Jak urzeczeni wpatrywali się w ogromną, pofałdowaną płaszczyznę, podobną do płótna faszysty, naciągniętego na nieruchomą, nieskończoną karawanę wielbłądów. W pewnej chwili spojrzenie Batuzowa padło na twarz Leny, stojącej kilka kroków dalej, w nieznacznym, łagodnym zagłębieniu skalnym. Musiał się uśmiechnąć. W jej oczach podążających wzdłuż linii horyzontu widniał najczystszy, dziecinny zachwyt. Wyglądała jak mała dziewczynka, po raz pierwszy w życiu zabrana do lunaparku. Z otwartymi ustami wpatrywała się w miejsce, gdzie grzebień fantazyjnych, jakby zastygłych w płynnym wybuchu skał, przebijając żyłę rudawej mgły, wsiąkał w gwieździsty granat. Nie myśląc o tym, co robi, jak zahipnotyzowany postąpił kilka kroków i objął ją ramieniem. Nie odsunęła się. Po dobrej chwili odwróciła powoli głowę i spojrzała na niego, jak gdyby bezgranicznie zdumiona.

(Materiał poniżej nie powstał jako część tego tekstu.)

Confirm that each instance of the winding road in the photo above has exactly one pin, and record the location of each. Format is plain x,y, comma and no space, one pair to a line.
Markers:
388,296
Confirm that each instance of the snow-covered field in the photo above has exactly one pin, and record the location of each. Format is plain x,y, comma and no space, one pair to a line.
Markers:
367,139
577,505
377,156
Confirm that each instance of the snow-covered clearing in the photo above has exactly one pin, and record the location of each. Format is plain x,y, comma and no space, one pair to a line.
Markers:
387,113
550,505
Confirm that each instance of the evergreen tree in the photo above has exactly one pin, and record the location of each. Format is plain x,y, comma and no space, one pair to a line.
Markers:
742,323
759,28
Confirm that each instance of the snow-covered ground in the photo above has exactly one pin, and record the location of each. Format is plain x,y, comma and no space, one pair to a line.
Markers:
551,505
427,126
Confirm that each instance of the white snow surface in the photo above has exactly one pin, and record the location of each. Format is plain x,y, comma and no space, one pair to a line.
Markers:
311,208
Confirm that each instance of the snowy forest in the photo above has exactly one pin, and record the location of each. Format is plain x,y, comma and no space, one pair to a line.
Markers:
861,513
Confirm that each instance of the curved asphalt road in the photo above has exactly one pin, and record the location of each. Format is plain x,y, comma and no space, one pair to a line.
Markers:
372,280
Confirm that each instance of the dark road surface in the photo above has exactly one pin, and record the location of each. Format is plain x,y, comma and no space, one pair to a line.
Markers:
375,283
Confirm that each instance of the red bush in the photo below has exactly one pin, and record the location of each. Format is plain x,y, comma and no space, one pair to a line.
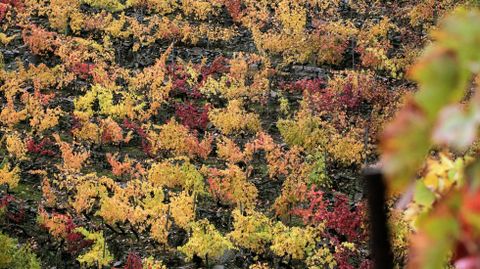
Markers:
133,261
338,215
41,147
192,116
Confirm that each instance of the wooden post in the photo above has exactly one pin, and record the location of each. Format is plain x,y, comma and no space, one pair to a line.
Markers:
380,246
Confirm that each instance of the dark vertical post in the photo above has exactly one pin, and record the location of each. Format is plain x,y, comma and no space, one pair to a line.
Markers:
380,247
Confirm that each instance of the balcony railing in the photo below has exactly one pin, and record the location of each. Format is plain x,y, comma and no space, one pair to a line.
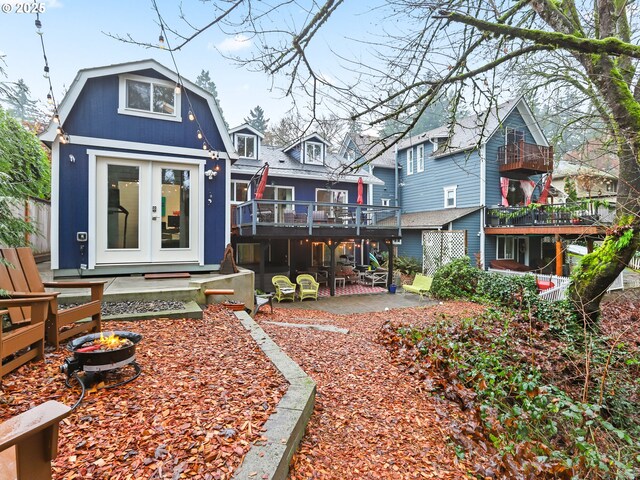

— Podoba ci się? — spytał wysokim, nieswoim głosem. Nie odpowiedziała. Zrobiła ruch, jakby chciała postąpić do przodu. Natychmiast cofnął ramię.

— Tam będziemy nocować — powiedział już zwykłym tonem, wskazując ciemniejący pod widnokręgiem pas zieleni. — Rano, kiedy będzie jeszcze rosa, polecę na łąkę i przyniosę ci bukiet najpiękniejszych marsjańskich ostów.

Drgnęła jak zbudzona ze snu.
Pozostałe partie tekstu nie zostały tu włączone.